Leaders of liberal political parties from across the globe gathered in Cairo over the weekend to stress that Islam and liberalism are not mutually exclusive and to call for resolving conflicts between the West and Muslim countries on the basis of dialogue.
“We believe in building relations and encouraging peoples to change the world we live in through political dialogue,” said John Lord Alderdice, the President of the Liberal International (LI), an umbrella of more than 100 liberal political parties and organizations around the world.
Alderdice, a British Liberal Democrat member, added in his opening remarks before the 56th Congress of the Liberal International that liberal political systems cannot be imposed by external powers.
“Liberals must develop their liberal principles according to their contexts. Liberalism should have different colorings and different flavors,” explained Alderdice who had been leading the 61-year-old federation for the past eight years.
The LI’s congress, the third in a Muslim country since 2003, was held in a time where Islamic-Western relations are still recovering from the setbacks caused by the 9/11 attacks and the US wars on Afghanistan and Iraq.
“We understand perfectly the implications of holding this congress in Egypt during a time of mutual misunderstanding between the Muslim world and the West,” said Osama el-Ghazali Harb, head of the Democratic Front Party, Egypt’s newest liberal parties and host of the congress.
Harb added that liberalism provides the intellectual and theoretical framework to avoid wars and bloody confrontations, a point which was also emphasized by Alderdice who expressed concerns that “security measures” rather than dialogue have become the focus of Western-Muslim relations.
Aside from accepting a dinner invitation by former presidential candidate and founder of Al-Ghad Party Ayman Nour who spent four years in jail for what is widely believed as a politically motivated sentence, delegates of Liberal International paid only lip service to notions of democracy and political reform in the Middle East.
Distancing themselves from the once highly controversial project of pressuring Arab states to reform its political structures through elections’ ballots, leaders of European liberal parties opted for a rather gradual political transformation.
“Democracy is not about elections, even if they are fair and free. It is about the rule of law, and respecting the outcomes of elections,” said Alderdice.
“We expressed solidarity with opposition voices in the Arab world,” said a Scandinavian participant. “However, our initial objective is to engage the region’s governments into debate rather than making them hostile,” the politician told Al-Masry Al-Youm English Edition on condition of anonymity.

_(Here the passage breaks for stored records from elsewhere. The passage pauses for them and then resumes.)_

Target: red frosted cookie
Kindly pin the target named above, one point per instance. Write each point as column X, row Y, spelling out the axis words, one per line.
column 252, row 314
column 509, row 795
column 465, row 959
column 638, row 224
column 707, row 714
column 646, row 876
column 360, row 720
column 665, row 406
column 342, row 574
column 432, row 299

High ranking Egyptian officials seemed pleased by the calls of dialogue.
“Liberal values are based on the importance of dialogue and embracing and respecting ‘the other’, regardless of his cultural, religious and intellectual background,” said Mofid Shehab, Egyptian Minister of Legal and Parliamentary Councils, in his opening speech before the congress.
Shehab added that Liberalism, which he defined as a culturally-specific notion, is the venue whereby “the calls for hatred and the clash of civilizations could be confronted.”
The Egyptian minister also reminded the audience that his government has been determined to push for democracy and political reform “despite the [current] hard times of extremism and narrow-mindedness.”
Opposing democracy and the rule of law on the ground that they are Western concepts were strongly dismissed by some participants.
“I consider it an insult that some Western scholars and Muslim autocrats argue that Islam and democracy are inherently incompatible,” said Anwar Ibrahim, leader of the opposition and former Deputy Prime Minister of Malaysia.
Ibrahim added that while Arabs and Muslims have been outraged by US guards beating and torturing Iraqi detainees in Abu Gharib Prison in 2004, a similar attention must be given to abuses in prisons and detention centers in the Muslim world.
“We must condemn the excesses in our own backyards,” said Ibrahim who himself was sentenced to jail for nine years in 2000 for alleged sodomy, a charge many observers think it was intended to tarnish his reputation.
The Malaysian politician strongly dismissed perpetuating dictatorship in the Muslim world on the premise that elections ballots might bring in the fundamentalists.
“In Indonesia, the government allowed all parties to participate, even the extremists, but voters elected a moderate leader,” Ibrahim was referring to last July presidential elections when President Susilo Bambang Yudhoyono’s secular Democratic Party managed to secure a landslide victory.
“There is only one form of democracy,” said Ismail Jussa, chairman of the Civic United Front in Tanzania, rendering the notion of “African democracy” as a disguise for sustaining authoritarian structures.